CD58 is expressed on a variety of different cells, including hematopoietic and nonhematopoietic cells. More specifically, CD58 is expressed on cell surfaces, allowing for effector-target adhesion sequentially to antigen recognition. This adhesion allows for proper T cell activation via correct cell signaling.

== CD58 and CD2 interaction ==
The composition of CD2 and CD58 share many similarities. Both extracellular domains have similar amino acid sequences which aid in cell adhesion. This allows for a high affinity of the extracellular amino-terminal sequence on CD2 to bind with CD58, which has a capacity to bind to CD2 on T cells, on target cells. For a regulatory T cell to become activated, the recognition of an antigen located within a major histocompatibility complex (MHC) protein by the TcR, or T cell receptor, is insufficient. Proliferation of regulatory T cells requires the TcR recognition and other co-stimulatory signals. The binding of CD2-CD58 allows for the formation of a co-stimulatory signal, contributing to further regulatory T cell proliferation and regulation of T cell responses via signaling transduction.

== Clinical significance ==

=== Cancer ===
CD58 plays a role in the regulation of colorectal tumor-initiating cells (CT-ICs). Thus, cells that express CD58 have become a cell of interest in tumorigenesis. Mutations of CD58 have been linked to immune evasion observed in some lymphomas and studies are underway to analyze how its involvement directly affects classical Hodgkin lymphoma (cHL).

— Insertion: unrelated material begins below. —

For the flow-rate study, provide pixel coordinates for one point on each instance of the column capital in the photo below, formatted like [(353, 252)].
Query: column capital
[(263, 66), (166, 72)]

=== Multiple sclerosis ===
Multiple Sclerosis (MS) is autoimmune disease that affects the central nervous system (CNS). In an individual with MS, the immune system attacks the myelin sheath, which are crucial for covering nerve fibers and allowing proper communication with the brain and the rest of the body. A genomic association study suggested that there is a risk of developing MS in individuals with allelic variation in the CD58 gene coding region. Further research done on the topic suggested that there is a strong association between CD58 single-nucleotide polymorphism (SNP) rs12044852 and the onset of MS. Another study focused on the (SNP) rs1414273 in the microRNA-548ac stem-loop region of the CD58 gene. More specifically, the SNP was found to have an influence on Drosha cleavage activity, which can cause uncoupling of the expression of CD58 and microRNA-548ac production. The data from the study also showed carriers of the allele rs1414273 showed an overall decrease in CD58 mRNA levels. However, the carriers of the allele did exhibit an increase in the levels of has-miR-548ac. There is an influence between CD58 and susceptibility to MS. On a similar note, a genome wide association study found that the SNP rs1335532 was associated with a decrease in the susceptibility of developing MS. In addition, it was found that in individuals with MS had an increase in CD58 mRNA. This was because the region where rs1335532 resides had certain properties that increased the activity of CD58 in lymphoblasts. The protective rs1335532 allele also targeted the Wnt signaling pathway by creating a binding site for ASCL2, a transcription factor and target of the Wnt signaling pathway. In immune cells like monocytes and primary B-cells, the Wnt signaling pathway activation causes an increase in CD58 promotor activity via a strong binding site of ASCL2. A reduced expression of CD58 is a possible risk for developing MS.

=== Rheumatoid arthritis ===
Rheumatoid arthritis (RA) is an autoimmune disease that mainly affects an individual's joints, but can affect and cause problems in different tissues. A study that used enzyme-linked immunosorbent assay (ELISA) to measure sCD58 (soluble form of CD58) in individuals with RA and normal controls (NC) to determine if there was a correlation between sCD58 levels and RA. It was found that sCD58 levels were significantly lower in the individuals with RA compared to those in the control (NC). The sCD58 levels in the synovial fluid (SF) of the individuals with RA were also lower than the control subjects. A decrease in sCD58 production could cause a decrease in CD2-CD58 adhesion, leading to an increase in T cells. Continued inflammation would also be an effect of the decrease in sCD58.